I am a romantic, a dreamer, an idealist. I have at times been known to live in a bubble.
In my perfect world, the fruit and vegetable man delivers the freshest of seasonal produce to our door. With a baby on my hip I stroll out my door to the waiting milko, he greets me by name and hands me large glass bottles of "happy cow" milk with thick golden cream floating on the top. Notes and coins are exchanged. A copper topped and still warm sour dough loaf is retrieved by my eldest from the bakery van whilst the little corner store supplies the other bits and bobs needed to nourish my family. Giant fluoro lit conglomerates with shelf upon shelf of every conceivable need and want are non existent and family run businesses forge ahead.

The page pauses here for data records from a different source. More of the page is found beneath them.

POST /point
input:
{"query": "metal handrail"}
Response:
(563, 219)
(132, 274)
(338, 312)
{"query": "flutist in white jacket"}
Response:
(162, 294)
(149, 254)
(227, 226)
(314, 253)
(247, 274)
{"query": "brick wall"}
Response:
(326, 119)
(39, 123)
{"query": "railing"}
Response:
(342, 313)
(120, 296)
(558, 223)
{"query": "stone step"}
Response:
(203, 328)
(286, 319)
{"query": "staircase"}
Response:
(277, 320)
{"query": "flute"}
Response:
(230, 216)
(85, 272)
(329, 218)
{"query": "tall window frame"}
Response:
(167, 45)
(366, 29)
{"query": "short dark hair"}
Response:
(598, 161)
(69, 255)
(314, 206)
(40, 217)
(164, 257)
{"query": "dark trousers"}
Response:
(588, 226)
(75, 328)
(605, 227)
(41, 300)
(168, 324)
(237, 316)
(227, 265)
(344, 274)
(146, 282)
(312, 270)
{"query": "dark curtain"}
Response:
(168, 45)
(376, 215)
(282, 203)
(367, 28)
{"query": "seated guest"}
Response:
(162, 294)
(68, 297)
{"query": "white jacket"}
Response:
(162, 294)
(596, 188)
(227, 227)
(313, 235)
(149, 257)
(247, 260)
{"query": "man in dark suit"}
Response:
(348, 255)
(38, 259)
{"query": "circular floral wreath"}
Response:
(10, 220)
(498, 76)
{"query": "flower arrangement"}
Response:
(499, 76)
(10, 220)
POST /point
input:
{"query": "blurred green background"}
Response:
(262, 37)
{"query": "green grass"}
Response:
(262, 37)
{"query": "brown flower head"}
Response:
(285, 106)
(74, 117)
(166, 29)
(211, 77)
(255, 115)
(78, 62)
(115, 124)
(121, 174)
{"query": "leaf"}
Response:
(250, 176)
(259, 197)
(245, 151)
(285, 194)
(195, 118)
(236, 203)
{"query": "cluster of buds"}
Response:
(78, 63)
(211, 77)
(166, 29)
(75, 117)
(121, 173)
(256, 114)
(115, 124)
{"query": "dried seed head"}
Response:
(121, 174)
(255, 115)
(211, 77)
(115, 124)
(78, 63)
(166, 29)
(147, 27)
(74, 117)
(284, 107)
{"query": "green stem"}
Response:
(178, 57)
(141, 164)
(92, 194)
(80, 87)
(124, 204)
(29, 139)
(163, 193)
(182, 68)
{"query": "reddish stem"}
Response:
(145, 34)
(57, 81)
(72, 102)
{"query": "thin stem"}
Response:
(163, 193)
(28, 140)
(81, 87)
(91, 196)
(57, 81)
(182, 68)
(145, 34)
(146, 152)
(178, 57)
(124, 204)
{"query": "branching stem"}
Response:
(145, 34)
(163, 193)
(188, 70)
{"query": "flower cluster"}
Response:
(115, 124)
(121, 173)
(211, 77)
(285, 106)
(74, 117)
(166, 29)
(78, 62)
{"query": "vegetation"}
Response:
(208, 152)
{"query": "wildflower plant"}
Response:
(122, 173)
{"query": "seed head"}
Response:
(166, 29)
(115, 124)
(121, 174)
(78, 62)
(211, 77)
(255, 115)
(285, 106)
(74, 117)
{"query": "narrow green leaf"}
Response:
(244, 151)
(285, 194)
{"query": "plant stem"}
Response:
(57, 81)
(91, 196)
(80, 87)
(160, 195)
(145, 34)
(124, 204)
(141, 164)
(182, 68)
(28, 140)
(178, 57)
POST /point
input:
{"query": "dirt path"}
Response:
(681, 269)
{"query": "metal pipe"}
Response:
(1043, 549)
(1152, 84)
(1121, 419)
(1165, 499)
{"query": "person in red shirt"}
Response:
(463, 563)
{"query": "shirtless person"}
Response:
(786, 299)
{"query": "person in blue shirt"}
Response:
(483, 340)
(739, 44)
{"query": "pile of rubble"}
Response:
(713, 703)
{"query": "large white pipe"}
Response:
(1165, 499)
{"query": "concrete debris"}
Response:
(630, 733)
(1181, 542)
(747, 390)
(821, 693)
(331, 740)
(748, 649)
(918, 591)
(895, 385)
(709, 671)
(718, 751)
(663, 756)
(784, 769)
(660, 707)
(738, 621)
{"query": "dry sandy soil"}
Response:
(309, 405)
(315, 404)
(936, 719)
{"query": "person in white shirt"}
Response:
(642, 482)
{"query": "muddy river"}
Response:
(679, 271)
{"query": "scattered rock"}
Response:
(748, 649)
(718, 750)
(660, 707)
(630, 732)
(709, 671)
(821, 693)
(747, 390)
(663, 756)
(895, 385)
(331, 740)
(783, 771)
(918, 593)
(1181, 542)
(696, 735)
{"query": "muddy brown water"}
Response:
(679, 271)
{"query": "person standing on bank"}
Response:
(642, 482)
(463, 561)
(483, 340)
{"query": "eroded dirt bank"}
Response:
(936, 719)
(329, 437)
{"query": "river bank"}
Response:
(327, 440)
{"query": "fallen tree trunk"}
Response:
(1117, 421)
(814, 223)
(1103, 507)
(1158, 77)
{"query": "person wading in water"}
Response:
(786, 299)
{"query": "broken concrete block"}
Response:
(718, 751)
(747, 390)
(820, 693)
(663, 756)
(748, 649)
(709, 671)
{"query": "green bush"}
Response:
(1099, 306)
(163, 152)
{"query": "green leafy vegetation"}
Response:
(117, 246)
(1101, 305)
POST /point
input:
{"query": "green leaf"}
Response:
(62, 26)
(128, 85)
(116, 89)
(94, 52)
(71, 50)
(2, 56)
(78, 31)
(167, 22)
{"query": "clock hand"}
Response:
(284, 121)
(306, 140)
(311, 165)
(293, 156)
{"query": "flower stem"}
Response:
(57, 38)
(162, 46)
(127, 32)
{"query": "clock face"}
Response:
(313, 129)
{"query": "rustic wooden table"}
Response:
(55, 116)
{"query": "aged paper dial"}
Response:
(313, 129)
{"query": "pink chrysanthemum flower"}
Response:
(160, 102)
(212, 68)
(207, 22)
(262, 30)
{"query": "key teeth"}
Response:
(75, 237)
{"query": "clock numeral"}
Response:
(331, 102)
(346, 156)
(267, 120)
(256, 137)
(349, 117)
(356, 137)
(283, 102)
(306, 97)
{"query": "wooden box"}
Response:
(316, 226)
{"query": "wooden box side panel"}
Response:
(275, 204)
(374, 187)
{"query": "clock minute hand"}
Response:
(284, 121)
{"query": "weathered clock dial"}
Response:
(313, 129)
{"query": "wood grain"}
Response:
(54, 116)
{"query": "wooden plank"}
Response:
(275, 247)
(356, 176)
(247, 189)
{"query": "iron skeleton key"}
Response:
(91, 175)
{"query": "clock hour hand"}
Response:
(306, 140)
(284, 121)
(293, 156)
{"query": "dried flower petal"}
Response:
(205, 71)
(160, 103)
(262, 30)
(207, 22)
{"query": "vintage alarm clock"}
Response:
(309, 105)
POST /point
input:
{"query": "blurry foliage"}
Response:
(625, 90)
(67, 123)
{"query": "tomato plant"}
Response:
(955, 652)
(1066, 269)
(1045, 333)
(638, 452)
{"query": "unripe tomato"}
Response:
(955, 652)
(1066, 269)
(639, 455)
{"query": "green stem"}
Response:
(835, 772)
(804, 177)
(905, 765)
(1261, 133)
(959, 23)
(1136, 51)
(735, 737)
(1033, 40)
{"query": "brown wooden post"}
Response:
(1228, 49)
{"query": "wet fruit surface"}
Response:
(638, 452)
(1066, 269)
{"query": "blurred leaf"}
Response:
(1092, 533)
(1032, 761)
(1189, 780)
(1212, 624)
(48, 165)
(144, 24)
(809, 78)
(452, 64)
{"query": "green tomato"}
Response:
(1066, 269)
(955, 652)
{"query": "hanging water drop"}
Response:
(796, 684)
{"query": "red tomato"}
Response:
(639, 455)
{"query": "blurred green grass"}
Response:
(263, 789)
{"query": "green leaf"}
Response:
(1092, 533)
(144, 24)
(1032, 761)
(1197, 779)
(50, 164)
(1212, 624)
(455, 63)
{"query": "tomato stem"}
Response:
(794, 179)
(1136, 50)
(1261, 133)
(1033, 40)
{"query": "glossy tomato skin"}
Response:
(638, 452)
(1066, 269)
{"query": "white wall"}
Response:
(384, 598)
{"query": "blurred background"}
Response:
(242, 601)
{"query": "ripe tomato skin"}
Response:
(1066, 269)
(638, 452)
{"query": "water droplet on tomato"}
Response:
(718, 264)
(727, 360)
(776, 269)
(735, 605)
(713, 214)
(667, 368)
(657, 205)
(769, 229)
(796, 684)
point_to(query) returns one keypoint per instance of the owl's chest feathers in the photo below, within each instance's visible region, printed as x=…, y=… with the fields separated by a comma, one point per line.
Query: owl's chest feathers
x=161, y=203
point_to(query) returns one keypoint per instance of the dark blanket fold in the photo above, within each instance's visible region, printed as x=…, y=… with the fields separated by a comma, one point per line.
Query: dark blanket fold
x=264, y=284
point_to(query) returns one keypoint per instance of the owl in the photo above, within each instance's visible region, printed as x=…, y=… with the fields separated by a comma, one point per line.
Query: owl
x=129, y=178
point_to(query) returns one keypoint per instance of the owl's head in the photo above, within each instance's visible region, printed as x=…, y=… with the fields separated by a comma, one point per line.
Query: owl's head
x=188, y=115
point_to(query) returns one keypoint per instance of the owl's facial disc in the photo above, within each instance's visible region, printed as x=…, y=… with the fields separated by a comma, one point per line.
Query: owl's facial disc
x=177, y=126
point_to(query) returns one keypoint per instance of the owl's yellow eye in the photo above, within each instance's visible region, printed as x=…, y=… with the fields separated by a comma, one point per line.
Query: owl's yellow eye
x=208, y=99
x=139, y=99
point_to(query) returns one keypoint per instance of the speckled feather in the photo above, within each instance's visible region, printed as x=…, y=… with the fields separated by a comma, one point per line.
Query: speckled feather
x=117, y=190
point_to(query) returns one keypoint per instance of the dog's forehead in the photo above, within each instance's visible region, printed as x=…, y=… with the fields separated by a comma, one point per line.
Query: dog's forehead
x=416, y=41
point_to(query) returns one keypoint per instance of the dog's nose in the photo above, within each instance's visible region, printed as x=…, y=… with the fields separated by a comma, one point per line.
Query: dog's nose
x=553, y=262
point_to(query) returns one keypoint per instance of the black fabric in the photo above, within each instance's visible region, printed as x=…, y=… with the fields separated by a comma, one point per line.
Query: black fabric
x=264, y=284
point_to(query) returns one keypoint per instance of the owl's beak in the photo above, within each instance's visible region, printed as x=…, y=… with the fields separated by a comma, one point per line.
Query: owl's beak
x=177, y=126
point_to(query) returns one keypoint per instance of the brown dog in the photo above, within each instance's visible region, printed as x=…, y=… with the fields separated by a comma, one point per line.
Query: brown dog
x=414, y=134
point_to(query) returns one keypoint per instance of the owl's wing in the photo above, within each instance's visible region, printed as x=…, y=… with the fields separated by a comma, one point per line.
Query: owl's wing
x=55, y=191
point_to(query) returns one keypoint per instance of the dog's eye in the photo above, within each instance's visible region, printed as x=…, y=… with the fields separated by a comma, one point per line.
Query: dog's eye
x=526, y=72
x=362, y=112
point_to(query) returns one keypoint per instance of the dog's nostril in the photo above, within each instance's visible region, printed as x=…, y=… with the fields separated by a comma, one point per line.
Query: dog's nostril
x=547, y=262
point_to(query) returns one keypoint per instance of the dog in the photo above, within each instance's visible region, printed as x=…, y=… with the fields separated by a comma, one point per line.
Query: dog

In an age of everything at our fingertips it is all too often that my dreams and my reality are poles apart. We can (and often do) hop into our car and within minutes can be at a store that houses not only the paint and timber we require for a weekend d.i.y., but plants to potter amongst; encouraging us to buy vegie seedlings out of season that probably won't survive the car trip home. Then there's the world of storage to play around in, the face painter and the playground for the poppets. Add a sausage sizzle to the mix and you would be hard pressed to find a more entertaining morning.
The other weekend though we tried to stay true to our ideals and hunted out a little family run nursery that felt much more in line with our philosophy of living. Freshly watered ferns holding glistening droplets in their furry tendrils. Potted colour, fruit trees and agaves. A concise selection of seasonal vegetable seedlings and an eager to help bearded fellow shielding his face from the sun in an enormous khaki hat.
We spent a glorious morning fossicking through little shaded alcoves of greenery, swinging on ancient whirligigs and connecting with our community. The cost was comparable to the larger "all in together this fine weather" stores yet the aesthetics; the atmosphere was priceless. That morning we made a pact to only buy our plants from local, small business nurseries. Such lovely spaces are few and far between these days and I yearn for my babies to be able to shop like this when they first plant up a vegie garden for their own poppets. It is a small change yet one we hope takes us one step closer to our ideal world; our bubble.